- Interactive map of Umgaon
- Coordinates (Bazar Chowk, Umgaon): 26°36′45″N 85°58′11″E﻿ / ﻿26.6125218°N 85.9698331°E
- Country: India
- State: Bihar
- Region: Mithila region
- District: Madhubani district
- Government of Bihar: Gram Panchayat Raj

Government
- • Body: Panchayat samiti

Population (2011)Census of India
- • Total: 5,796
- Demonym: Maithil
- Postal Pincode: 847240

= Umgaon =

Village of Bihar

Umgaon is a historical village in the Mithila region of Bihar in India. It is located in the Harlakhi block of the Madhubani district. During the British rule in the Indian subcontinent, this village was known for the cultivation of Neel plants.

== History ==
The history of village can be traced from the period of the British rule in the subcontinent. According to the older residents of the village, there was an Englishman known as "Mister Alexander", who was running the factory of Neel products with his brother and sister during the British rule in the village. Those days the Umgaon village was the major centre for the cultivation and production of the Neel related products in the region.

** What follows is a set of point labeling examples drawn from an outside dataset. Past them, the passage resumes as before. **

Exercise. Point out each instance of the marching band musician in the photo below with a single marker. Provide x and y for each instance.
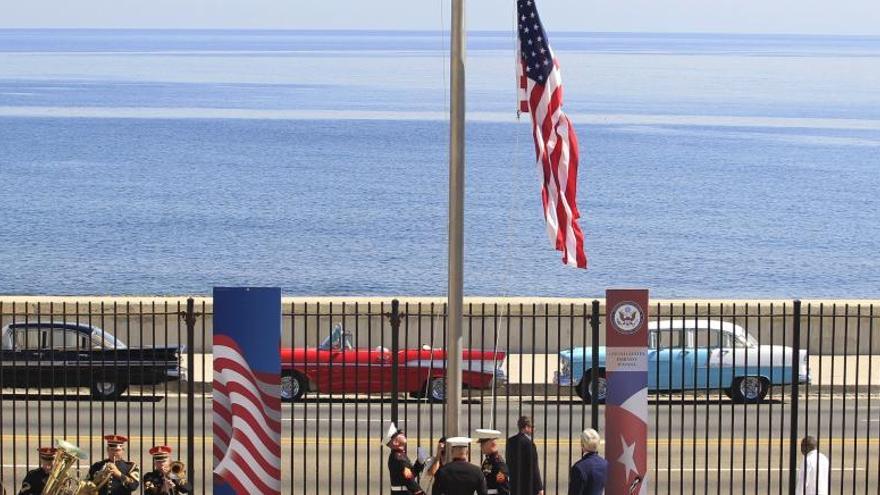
(35, 480)
(404, 475)
(494, 468)
(124, 476)
(159, 481)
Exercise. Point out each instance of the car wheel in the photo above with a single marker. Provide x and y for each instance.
(107, 390)
(748, 389)
(437, 389)
(584, 388)
(293, 386)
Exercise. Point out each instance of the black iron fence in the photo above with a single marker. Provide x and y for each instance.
(731, 392)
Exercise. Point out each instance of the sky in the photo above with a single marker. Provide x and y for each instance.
(854, 17)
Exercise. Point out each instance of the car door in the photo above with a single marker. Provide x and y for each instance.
(686, 361)
(29, 365)
(708, 341)
(69, 349)
(663, 361)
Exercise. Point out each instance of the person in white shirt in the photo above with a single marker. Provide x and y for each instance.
(813, 473)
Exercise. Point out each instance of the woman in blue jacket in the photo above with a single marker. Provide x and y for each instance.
(589, 473)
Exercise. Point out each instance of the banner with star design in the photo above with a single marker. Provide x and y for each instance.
(626, 405)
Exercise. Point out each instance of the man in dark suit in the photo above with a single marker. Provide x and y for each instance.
(459, 477)
(522, 460)
(588, 475)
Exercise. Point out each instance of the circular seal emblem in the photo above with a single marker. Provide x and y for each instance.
(627, 317)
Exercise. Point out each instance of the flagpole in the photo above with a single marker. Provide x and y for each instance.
(456, 222)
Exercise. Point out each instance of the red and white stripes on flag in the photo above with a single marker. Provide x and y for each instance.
(247, 423)
(556, 145)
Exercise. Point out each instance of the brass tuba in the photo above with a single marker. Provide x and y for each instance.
(61, 481)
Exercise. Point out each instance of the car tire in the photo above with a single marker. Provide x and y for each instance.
(293, 386)
(748, 390)
(436, 389)
(583, 388)
(107, 390)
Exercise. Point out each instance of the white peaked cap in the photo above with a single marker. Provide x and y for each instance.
(484, 434)
(392, 430)
(458, 441)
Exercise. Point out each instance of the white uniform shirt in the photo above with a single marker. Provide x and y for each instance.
(813, 475)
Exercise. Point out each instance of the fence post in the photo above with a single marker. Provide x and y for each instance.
(594, 371)
(795, 400)
(395, 358)
(190, 318)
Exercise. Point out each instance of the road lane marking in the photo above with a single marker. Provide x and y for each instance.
(343, 440)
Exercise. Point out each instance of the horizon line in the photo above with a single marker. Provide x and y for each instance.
(432, 31)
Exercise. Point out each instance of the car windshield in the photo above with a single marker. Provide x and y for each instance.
(103, 340)
(337, 340)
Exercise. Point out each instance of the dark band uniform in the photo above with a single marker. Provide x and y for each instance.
(129, 482)
(35, 480)
(496, 474)
(460, 477)
(154, 481)
(403, 474)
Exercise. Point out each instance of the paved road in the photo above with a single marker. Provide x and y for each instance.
(730, 448)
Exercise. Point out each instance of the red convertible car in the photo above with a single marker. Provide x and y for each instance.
(336, 366)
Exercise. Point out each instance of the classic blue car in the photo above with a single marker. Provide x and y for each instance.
(696, 355)
(72, 355)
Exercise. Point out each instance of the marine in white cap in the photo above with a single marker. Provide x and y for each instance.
(404, 475)
(459, 477)
(494, 468)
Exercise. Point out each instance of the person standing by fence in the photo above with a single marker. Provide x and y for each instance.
(35, 480)
(494, 469)
(404, 475)
(522, 460)
(588, 475)
(459, 477)
(813, 473)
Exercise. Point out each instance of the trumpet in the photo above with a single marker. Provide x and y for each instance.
(178, 472)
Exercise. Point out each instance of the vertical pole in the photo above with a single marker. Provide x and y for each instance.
(793, 429)
(395, 359)
(456, 221)
(190, 384)
(594, 367)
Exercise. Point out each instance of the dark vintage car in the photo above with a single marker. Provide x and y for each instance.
(72, 355)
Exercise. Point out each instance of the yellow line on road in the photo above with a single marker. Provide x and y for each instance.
(19, 439)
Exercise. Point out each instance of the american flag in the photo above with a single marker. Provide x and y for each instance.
(247, 422)
(556, 148)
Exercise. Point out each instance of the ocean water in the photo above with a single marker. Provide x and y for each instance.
(167, 162)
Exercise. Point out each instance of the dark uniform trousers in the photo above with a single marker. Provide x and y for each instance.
(128, 483)
(460, 477)
(496, 474)
(154, 483)
(33, 482)
(522, 459)
(403, 474)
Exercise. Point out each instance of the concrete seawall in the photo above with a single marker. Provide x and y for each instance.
(519, 324)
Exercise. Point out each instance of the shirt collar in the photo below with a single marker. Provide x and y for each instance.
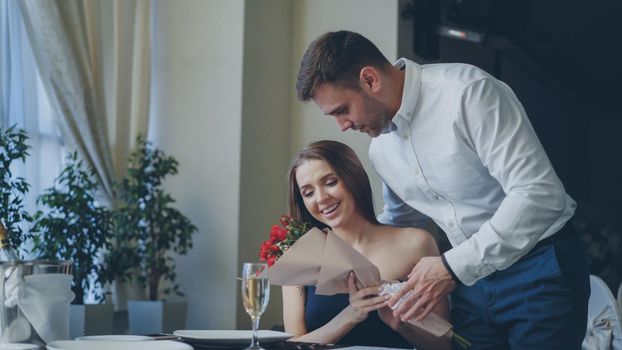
(410, 92)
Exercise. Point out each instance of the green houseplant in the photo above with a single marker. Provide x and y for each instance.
(13, 147)
(146, 221)
(148, 228)
(73, 226)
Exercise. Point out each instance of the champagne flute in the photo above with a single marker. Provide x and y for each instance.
(255, 294)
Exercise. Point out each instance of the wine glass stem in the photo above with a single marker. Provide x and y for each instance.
(255, 342)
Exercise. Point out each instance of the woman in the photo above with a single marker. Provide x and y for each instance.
(329, 188)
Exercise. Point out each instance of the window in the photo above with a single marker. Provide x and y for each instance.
(23, 101)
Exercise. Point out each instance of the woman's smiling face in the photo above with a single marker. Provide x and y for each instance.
(324, 194)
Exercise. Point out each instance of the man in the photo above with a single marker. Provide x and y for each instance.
(452, 143)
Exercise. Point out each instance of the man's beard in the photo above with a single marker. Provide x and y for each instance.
(378, 115)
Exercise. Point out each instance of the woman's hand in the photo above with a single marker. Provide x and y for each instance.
(364, 300)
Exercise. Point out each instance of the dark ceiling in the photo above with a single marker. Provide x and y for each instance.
(578, 42)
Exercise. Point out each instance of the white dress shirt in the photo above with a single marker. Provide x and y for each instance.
(462, 152)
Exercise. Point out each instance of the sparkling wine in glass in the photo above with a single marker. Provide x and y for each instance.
(255, 294)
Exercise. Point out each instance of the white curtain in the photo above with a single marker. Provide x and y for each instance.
(23, 103)
(94, 58)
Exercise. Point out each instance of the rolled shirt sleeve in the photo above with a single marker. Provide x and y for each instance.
(496, 126)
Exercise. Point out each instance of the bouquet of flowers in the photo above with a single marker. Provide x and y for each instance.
(324, 260)
(281, 238)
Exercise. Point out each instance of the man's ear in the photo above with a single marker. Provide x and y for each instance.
(370, 78)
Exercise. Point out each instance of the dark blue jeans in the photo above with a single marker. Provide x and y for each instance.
(540, 302)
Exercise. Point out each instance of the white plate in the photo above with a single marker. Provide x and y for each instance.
(115, 337)
(230, 336)
(18, 346)
(117, 345)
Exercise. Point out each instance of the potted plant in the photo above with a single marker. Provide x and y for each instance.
(13, 147)
(147, 222)
(74, 226)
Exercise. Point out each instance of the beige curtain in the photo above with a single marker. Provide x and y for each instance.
(94, 57)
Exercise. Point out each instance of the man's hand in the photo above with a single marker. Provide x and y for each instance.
(386, 315)
(430, 282)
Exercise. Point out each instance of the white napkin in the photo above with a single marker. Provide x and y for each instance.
(599, 335)
(44, 300)
(432, 323)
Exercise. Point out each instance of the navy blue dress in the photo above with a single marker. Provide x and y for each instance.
(320, 309)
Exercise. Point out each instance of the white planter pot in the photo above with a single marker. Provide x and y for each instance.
(90, 319)
(150, 317)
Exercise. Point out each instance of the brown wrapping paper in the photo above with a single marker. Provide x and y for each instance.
(325, 260)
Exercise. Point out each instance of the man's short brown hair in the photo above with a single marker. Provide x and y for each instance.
(336, 58)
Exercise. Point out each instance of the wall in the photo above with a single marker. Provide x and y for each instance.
(378, 21)
(265, 135)
(197, 108)
(225, 106)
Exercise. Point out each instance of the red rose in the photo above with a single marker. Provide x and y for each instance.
(282, 234)
(274, 233)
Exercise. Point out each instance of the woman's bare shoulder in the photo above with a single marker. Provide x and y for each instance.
(416, 240)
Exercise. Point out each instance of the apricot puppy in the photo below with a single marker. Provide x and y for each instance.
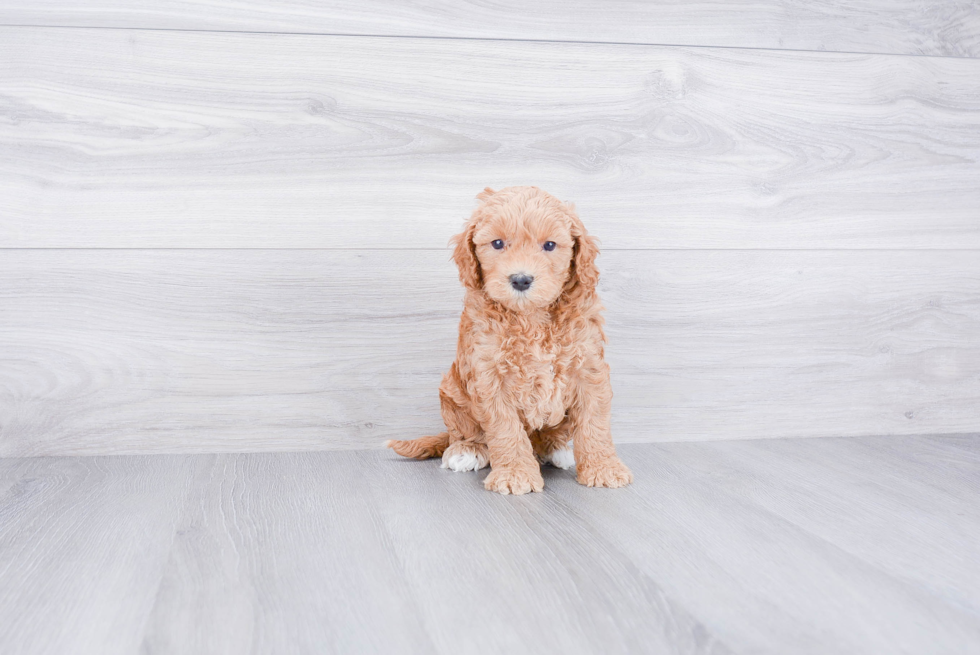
(529, 378)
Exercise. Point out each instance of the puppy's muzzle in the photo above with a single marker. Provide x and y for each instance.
(521, 282)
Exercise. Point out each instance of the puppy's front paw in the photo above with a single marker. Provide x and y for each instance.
(607, 473)
(514, 481)
(465, 456)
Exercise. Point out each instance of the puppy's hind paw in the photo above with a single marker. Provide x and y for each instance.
(515, 481)
(609, 473)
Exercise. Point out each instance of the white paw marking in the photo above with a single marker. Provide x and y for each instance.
(563, 458)
(464, 461)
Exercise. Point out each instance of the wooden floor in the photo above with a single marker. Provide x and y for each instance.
(860, 545)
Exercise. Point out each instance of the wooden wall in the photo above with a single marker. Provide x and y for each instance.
(223, 227)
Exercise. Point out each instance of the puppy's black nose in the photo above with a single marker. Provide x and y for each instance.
(521, 282)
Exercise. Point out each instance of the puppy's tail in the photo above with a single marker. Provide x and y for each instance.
(423, 448)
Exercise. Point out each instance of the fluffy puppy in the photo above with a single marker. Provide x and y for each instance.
(529, 378)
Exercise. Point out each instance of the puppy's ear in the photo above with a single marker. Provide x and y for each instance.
(464, 254)
(586, 250)
(584, 275)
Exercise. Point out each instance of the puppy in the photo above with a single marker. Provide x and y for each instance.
(529, 378)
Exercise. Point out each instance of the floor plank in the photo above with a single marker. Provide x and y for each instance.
(204, 351)
(919, 27)
(118, 138)
(796, 545)
(84, 545)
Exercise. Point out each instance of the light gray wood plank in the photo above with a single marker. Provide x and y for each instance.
(201, 351)
(887, 516)
(795, 545)
(736, 538)
(83, 547)
(172, 139)
(354, 552)
(946, 27)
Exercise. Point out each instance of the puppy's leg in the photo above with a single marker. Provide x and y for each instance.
(514, 468)
(554, 445)
(596, 462)
(465, 452)
(466, 456)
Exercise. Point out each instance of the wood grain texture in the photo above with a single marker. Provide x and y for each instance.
(201, 351)
(863, 545)
(946, 27)
(84, 544)
(168, 139)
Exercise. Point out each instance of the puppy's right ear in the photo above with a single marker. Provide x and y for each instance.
(464, 254)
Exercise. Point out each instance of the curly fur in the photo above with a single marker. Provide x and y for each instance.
(530, 374)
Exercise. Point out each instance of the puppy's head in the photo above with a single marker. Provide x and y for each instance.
(525, 249)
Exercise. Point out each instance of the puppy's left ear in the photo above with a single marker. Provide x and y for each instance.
(584, 270)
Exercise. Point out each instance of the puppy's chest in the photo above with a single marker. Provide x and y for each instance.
(534, 377)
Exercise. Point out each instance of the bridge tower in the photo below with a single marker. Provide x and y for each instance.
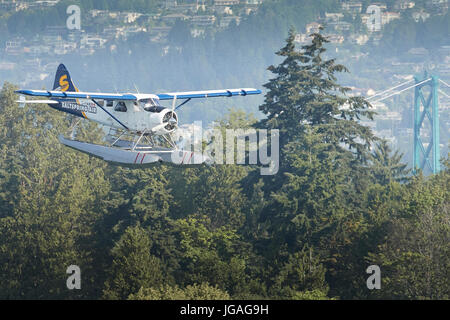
(426, 108)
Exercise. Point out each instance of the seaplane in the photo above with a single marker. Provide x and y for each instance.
(140, 127)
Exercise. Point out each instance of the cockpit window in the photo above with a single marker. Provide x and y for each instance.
(151, 105)
(120, 106)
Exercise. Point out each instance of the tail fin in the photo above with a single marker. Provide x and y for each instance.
(63, 81)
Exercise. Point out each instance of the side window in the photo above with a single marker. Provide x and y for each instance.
(121, 107)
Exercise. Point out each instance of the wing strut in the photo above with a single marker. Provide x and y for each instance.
(110, 114)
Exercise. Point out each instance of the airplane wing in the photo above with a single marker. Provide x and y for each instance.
(208, 94)
(77, 95)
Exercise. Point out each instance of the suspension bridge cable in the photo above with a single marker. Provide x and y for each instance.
(385, 91)
(398, 92)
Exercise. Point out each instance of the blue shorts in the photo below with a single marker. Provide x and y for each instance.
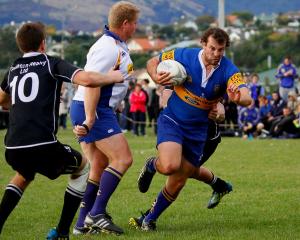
(106, 123)
(192, 138)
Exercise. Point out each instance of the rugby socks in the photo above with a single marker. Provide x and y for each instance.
(151, 165)
(10, 199)
(163, 201)
(87, 201)
(71, 203)
(213, 181)
(108, 183)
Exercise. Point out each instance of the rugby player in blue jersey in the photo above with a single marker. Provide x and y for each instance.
(182, 125)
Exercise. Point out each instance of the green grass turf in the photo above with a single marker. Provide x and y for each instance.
(265, 202)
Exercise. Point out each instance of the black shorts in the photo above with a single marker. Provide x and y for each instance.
(209, 148)
(50, 160)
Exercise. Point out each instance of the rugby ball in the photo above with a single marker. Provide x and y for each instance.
(176, 70)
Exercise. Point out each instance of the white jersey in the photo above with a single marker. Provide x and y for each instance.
(108, 52)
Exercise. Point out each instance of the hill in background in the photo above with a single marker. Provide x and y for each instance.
(90, 15)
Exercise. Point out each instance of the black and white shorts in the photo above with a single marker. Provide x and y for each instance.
(50, 160)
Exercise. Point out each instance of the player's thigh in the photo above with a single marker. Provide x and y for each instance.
(170, 155)
(98, 160)
(115, 147)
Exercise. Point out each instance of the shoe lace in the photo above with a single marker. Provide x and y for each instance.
(108, 217)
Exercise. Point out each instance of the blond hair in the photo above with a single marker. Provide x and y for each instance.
(120, 12)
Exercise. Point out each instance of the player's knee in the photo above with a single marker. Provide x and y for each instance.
(128, 161)
(78, 181)
(169, 168)
(125, 161)
(260, 126)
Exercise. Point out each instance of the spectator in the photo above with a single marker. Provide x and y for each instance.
(287, 74)
(264, 110)
(148, 90)
(277, 105)
(283, 126)
(256, 89)
(292, 101)
(63, 107)
(248, 119)
(137, 101)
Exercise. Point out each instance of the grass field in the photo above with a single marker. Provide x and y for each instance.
(265, 203)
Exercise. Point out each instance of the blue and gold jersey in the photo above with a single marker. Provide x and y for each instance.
(191, 101)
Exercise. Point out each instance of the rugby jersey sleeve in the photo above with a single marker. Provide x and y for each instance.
(234, 76)
(65, 71)
(101, 59)
(4, 84)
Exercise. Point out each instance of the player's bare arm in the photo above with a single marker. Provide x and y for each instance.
(240, 96)
(91, 99)
(162, 78)
(94, 79)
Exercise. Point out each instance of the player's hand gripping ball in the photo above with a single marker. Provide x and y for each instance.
(176, 70)
(233, 93)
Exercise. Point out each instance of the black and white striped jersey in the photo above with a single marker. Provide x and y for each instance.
(34, 83)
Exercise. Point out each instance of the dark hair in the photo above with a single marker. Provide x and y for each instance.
(30, 36)
(218, 34)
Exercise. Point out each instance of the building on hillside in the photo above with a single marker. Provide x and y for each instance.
(145, 45)
(183, 44)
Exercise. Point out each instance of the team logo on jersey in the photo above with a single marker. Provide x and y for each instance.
(82, 204)
(236, 79)
(130, 68)
(110, 130)
(167, 55)
(217, 89)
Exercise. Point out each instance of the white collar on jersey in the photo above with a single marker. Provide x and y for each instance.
(31, 54)
(204, 78)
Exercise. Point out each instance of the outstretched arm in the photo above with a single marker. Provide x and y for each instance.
(94, 79)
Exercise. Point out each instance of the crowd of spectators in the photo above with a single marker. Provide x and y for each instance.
(271, 116)
(275, 115)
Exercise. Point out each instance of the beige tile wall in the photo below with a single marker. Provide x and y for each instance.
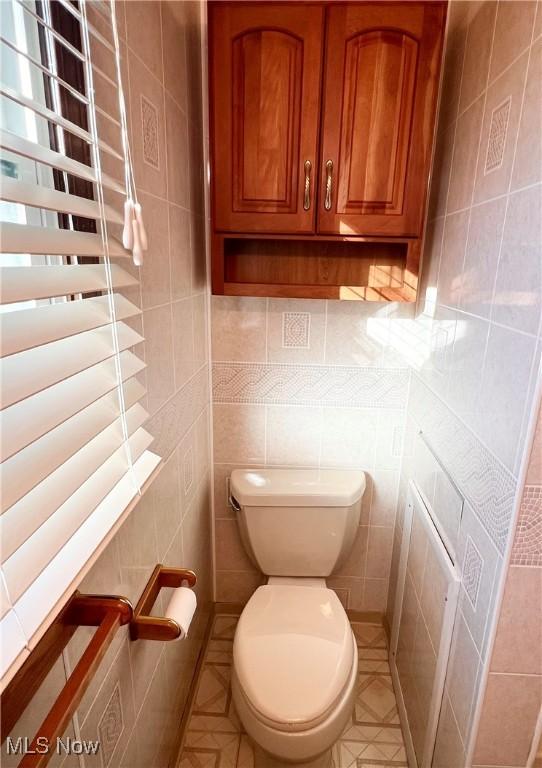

The remains of ruins of the Neel factory still exist in the village. The ruins of the Neel factory is known as Umgaon Kothi also called as Neelha Kothi. The legacy of the Umgaon Kothi was preserved by naming the post of the village on its name. The post office of the Umgaon village is called as Umgaon Kothi whose postal pincode is 847240.

== Demographics ==
According to the Indian population census 2011, the total number of families residing in the village is 1,012. The total population of the village is 5,796. The number of males and females are 3,019 and 2,777 respectively out of the total population. The average sex ratio of the village is 920.